Online discussion in Bangladesh

Blogging in Bangladesh is dominated by a community of around 200 blogs. Some personal blogs have been around since the mid-2000s, but there are now blogs about self help, cities, science, law, digital marketing, entrepreneurship, and fashion magazines.

== Niche blogs ==

=== Tribune Journal ===
Tribune Journal posts current affairs and analysis, as well as opinions and commentaries from multiple authors in Bengali. Alongside original content, the Tribune Journal posts Bengali translations of commentaries originally written in English and published on European or U.S. platforms and media outlets.

=== Lawyers Club Bangladesh ===
Lawyers Club Bangladesh posts news and updates associated with law and legal affairs in both Bengali and English. The blog also posts opinions relating to legal affairs.

=== Bangladesh Law Blog ===
Bangladesh Law Blog posts brief English commentaries on only the important legislative amendments. The blog, therefore, posts in long intervals, only when a legislation has an important amendment.

=== Dhaka Law Blog ===
Dhaka Law Blog posts brief Bengali commentaries on only the important legislative amendments.
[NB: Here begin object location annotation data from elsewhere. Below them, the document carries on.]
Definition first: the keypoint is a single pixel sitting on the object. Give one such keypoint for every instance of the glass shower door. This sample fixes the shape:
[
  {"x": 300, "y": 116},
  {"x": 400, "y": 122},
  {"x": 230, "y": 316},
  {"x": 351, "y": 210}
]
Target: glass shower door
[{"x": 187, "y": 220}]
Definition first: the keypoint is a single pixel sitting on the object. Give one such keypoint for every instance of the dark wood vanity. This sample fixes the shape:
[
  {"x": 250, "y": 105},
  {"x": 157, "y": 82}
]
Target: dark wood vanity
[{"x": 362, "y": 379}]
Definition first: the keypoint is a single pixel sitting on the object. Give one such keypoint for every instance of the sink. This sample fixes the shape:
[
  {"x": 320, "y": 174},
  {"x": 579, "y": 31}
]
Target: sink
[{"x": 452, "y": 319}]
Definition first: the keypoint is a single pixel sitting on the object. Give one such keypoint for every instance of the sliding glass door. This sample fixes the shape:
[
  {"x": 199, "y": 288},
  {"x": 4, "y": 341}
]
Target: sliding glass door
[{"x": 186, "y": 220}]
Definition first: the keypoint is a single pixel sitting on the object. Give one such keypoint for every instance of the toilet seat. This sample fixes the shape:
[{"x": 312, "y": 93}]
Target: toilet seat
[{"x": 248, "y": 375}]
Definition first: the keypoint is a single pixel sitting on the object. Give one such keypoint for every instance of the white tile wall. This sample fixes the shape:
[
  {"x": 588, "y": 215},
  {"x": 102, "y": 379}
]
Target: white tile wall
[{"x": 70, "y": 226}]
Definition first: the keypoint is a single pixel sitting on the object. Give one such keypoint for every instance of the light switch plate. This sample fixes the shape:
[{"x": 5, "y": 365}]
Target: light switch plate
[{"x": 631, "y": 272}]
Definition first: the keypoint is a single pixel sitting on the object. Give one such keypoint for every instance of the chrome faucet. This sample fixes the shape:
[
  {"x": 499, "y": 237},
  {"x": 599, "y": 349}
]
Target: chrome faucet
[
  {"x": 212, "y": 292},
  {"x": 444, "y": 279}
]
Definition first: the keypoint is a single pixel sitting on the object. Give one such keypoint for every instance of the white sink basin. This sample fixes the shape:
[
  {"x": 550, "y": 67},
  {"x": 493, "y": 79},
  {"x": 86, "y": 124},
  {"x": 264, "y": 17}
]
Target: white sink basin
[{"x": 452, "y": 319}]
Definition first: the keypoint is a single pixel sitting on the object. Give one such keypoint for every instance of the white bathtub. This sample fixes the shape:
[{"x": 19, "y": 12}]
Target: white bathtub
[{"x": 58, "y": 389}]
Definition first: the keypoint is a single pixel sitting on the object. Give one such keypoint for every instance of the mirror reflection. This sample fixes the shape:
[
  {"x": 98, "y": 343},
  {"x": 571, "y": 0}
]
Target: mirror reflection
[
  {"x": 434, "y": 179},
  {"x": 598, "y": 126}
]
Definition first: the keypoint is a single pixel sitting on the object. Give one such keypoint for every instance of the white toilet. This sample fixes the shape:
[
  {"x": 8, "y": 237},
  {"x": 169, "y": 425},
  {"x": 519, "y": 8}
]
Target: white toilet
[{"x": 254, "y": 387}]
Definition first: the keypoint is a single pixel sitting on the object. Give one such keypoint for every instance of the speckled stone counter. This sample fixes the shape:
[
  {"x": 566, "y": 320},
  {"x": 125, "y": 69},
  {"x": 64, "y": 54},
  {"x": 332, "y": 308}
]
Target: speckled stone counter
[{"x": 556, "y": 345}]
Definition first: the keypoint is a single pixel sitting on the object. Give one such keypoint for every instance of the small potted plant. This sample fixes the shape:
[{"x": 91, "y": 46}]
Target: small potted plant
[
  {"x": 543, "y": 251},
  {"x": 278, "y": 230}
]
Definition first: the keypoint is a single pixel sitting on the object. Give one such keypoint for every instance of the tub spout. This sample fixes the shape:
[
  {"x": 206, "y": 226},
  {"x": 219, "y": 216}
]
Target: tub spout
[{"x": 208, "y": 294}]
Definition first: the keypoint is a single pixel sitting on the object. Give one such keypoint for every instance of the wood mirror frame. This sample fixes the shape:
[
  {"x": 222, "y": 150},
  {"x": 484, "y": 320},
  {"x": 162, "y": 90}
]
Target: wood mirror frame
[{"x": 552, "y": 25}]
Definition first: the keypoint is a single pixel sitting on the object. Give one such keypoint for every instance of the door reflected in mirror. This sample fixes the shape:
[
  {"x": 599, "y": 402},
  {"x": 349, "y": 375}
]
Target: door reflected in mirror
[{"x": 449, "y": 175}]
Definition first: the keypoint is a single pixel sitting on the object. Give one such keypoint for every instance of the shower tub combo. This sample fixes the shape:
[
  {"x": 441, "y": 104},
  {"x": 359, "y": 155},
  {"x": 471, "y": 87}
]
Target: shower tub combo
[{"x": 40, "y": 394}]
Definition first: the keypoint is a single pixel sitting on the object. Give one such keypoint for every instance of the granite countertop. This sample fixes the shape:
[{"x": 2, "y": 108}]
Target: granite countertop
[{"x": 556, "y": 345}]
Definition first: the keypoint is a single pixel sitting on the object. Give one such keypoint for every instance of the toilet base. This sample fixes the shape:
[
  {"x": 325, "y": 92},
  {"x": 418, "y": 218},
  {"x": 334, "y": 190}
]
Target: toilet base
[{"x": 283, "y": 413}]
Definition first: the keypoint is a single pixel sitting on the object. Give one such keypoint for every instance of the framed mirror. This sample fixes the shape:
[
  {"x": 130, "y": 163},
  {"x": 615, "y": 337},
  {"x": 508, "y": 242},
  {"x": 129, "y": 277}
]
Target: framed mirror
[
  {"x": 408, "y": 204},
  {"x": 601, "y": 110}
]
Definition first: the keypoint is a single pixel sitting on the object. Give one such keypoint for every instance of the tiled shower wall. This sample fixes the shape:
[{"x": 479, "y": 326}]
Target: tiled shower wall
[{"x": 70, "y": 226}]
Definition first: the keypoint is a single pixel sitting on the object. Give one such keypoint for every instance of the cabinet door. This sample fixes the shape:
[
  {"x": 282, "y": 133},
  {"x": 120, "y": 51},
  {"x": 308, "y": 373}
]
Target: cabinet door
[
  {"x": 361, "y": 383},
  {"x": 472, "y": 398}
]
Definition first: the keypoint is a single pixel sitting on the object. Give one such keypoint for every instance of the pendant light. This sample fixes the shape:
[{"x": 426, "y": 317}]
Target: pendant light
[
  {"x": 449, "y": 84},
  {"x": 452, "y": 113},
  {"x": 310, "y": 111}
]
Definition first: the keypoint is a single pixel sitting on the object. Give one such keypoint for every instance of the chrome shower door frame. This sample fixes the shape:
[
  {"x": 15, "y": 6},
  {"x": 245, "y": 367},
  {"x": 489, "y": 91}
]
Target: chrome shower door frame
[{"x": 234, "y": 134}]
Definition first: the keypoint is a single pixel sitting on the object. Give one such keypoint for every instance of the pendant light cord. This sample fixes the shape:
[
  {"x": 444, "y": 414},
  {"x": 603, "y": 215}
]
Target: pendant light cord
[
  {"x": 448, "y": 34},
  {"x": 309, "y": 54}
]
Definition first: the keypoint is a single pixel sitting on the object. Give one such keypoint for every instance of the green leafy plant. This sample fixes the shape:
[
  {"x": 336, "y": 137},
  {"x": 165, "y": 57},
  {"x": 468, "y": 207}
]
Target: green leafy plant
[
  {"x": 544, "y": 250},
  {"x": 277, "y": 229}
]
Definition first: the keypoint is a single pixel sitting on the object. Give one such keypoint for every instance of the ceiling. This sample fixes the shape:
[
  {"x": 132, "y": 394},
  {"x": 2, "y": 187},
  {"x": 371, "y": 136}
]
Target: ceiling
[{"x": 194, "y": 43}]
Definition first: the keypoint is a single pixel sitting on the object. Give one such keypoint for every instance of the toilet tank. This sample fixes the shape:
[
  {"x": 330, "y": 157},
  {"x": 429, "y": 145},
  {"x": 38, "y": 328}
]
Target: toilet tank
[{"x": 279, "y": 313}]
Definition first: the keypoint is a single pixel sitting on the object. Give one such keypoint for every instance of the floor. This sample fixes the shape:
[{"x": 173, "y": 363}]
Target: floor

The blog, therefore, posts in long intervals, only when a legislation has an important amendment.

== Notable bloggers ==
Notable bloggers from Bangladesh include Avijit Roy, Asif Mohiuddin, Ahmedur Rashid Chowdhury, Ahmed Rajib Haider, Bonya Ahmed, Sunny Sanwar, Shahidul Alam.

== Violence against bloggers ==
Since 2013, some bloggers in Bangladesh have been attacked and killed by Islamic extremists.